Keywords: Bovine prolactin, single strand conformation polymorphism, single nucleotide polymorphism and direct sequencing

INTRODUCTION

Prolactin is a polypeptide hormone that is synthesized in and secreted from specialized cells of the anterior pituitary gland, the lactotrophs (Bole-Feysot et al., 1998). The varied effects of prolactin on mammary gland include growth and development of the mammary gland (mammogenesis), synthesis of milk (lactogenesis), maintenance of milk secretion (galactopoiesis), expression milk protein genes, lactose and lipid (Bern and Nicol, 1968; Akers et al., 1981; Mitra et al., 1993; Dybus, 2002). However, has been shown that prolactin has over 300 separate biological activities (Bole-Feysot et al., 1998). Indeed, not only does prolactin subserve multiple roles in reproduction other than lactation, but it also plays multiple homeostatic roles in organism (Grosvenor and Whitworth, 1974; Bern, 1975; Shennan, 1994; Buskila and Shoenfeid, 1996; Goffin et al., 1998; Neidhart, 1998).

The detection and genotyping of sequence variations is at the core of all genetic analysis and all approaches to disease gene mapping ultimately lead to variation discovery across a candidate region or gene(s) to identify genetic variants that affect the trait of interest (Nickerson et al., 1997).
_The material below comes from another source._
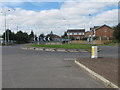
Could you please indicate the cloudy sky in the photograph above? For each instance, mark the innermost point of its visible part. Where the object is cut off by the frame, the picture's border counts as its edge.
(57, 16)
SNPs are considered to be useful polymorphic and ideal markers for genetic studies of polygenic traits and a worldwide effort to collect SNPs has achieved an accumulation of millions of them in public databases (Tomonari et al., 2001; Jalving et al., 2004). SNPs are most abundant type of polymorphism in the genome. Therefore, SNPs are becoming the preferred markers for high density mapping (Vignal et al., 2002).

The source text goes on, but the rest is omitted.